I want YOU to lead this team - Manager dringend gesucht

Sie führen Teams, verhandeln mit Stakeholdern und retten vielleicht nicht die Welt, aber zumindest die Unternehmensbilanz: Manager. Doch Unternehmen haben zunehmend Schwierigkeiten, Top-Führungspositionen und Vertriebsleiterstellen mit geeigneten Kandidaten zu besetzen. Woran liegt das? Und: Welche Skills werden bei Führungskräften in Zukunft gesucht? Wir haben bei Executive Headhuntern aus dem Experteer-Netzwerk nachgefragt.

 

Autorin: Susanne Schlossbauer, Experteer

Manager, Experte, Fachkraft, Business

Warum sind Führungspositionen so schwer zu besetzen?

Wenn man die zur Auswahl stehenden Kandidaten für offene Positionen in drei Worten beschreiben müsste, würde das in etwa so klingen: Zu wenige, unausreichend qualifiziert und zu teuer. Diese Gründe für Rekrutierungsschwierigkeiten hat die aktuelle ManpowerGroup Studie Fachkräftemangel von 2016 identifiziert. Am schlimmsten ist der Engpass bei den Spezialisten, doch auch Top-Manager werden händeringend gesucht:

 

„Führungskräfte brauchen eher ein breitbandiges Wissen als Fachexpertise“, sagt Headhunter Dr. Thomas K. Heiden. Und gerade dieses breite Wissen fehlt vielen Bewerbern. „Natürlich ist der Aufstieg in eine Führungsrolle für viele Bewerber ein attraktiver Karriere-Sprung“, ergänzt Heiden. Helfen interne Beförderungen also dabei, den Führungskräftemangel zu lösen?

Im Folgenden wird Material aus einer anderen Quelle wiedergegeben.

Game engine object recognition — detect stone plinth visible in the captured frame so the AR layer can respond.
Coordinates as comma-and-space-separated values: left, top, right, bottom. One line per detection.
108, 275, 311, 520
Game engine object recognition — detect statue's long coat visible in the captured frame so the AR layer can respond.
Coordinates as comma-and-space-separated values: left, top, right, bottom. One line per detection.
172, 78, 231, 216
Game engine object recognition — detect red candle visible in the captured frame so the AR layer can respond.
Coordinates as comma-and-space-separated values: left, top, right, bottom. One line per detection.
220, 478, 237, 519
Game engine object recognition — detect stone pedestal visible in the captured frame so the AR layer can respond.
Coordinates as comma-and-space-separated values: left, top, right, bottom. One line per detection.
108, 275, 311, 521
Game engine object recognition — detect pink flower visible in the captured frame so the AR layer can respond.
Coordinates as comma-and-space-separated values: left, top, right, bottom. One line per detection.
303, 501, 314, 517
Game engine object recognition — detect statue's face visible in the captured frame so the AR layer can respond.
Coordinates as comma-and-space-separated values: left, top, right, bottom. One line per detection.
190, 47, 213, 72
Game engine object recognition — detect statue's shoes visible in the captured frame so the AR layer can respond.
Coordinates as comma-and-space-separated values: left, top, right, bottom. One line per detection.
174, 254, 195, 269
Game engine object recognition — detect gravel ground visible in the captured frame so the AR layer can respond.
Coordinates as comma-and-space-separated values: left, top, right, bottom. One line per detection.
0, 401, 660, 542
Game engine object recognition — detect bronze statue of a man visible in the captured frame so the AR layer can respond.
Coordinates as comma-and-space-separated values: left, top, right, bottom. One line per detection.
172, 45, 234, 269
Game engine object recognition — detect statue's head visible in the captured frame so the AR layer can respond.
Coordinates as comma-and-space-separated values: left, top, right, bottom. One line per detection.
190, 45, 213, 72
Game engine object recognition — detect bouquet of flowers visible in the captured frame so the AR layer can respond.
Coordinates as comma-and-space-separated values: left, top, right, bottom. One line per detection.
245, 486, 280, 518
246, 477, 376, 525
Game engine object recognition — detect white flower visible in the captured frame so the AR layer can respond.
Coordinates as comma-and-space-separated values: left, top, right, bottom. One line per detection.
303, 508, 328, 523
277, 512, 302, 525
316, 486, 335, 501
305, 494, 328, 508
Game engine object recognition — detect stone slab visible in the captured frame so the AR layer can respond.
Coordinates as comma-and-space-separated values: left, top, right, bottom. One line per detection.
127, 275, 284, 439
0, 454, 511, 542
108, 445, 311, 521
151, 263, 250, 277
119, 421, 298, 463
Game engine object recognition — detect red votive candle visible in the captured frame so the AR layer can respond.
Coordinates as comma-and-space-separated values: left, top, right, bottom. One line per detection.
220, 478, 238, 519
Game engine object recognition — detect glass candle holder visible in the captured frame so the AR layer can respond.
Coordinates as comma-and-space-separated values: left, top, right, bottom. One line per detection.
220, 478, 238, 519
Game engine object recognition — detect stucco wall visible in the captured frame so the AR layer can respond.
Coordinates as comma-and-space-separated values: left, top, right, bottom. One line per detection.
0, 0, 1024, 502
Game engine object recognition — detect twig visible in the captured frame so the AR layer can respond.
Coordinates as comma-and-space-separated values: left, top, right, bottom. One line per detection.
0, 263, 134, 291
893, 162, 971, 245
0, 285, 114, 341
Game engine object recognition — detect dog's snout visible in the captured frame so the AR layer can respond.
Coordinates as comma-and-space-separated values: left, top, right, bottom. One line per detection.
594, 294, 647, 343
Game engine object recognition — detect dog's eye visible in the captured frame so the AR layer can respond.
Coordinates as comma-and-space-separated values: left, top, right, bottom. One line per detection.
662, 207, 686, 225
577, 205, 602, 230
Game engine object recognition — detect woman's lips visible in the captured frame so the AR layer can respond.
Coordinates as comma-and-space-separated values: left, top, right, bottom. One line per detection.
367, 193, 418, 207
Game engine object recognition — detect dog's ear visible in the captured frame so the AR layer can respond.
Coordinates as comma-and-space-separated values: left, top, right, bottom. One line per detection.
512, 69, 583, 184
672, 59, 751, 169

„Ich bin dann mal Manager“: Können interne Beförderungen dem Führungskräftemangel entgegenwirken?

Gerade der plötzliche Karrieresprung in eine Führungsrolle kann im Vertrieb zu echten Problemen führen – denn hier entsteht oft ein Ungleichgewicht zwischen Fachwissen und Führungsexpertise. „Moderne Vertriebsleiter müssen den Spagat zwischen operativem Sales und professionellem Vertriebs-Management beherrschen. Verkäufer, die aufgrund ihrer Vertriebserfolge in eine Leitungsposition kommen, sind damit oft überfordert“, weiß Experte Christopher Funk. „Star-Verkäufer, die gleichzeitig hervorragende Führungskräfte abgeben, sind eine Ausnahmeerscheinung. Auch im Fußball gibt es schließlich nur eine Handvoll Top-Spieler, die es zum Top-Trainer gebracht haben“, gibt Funk zu bedenken.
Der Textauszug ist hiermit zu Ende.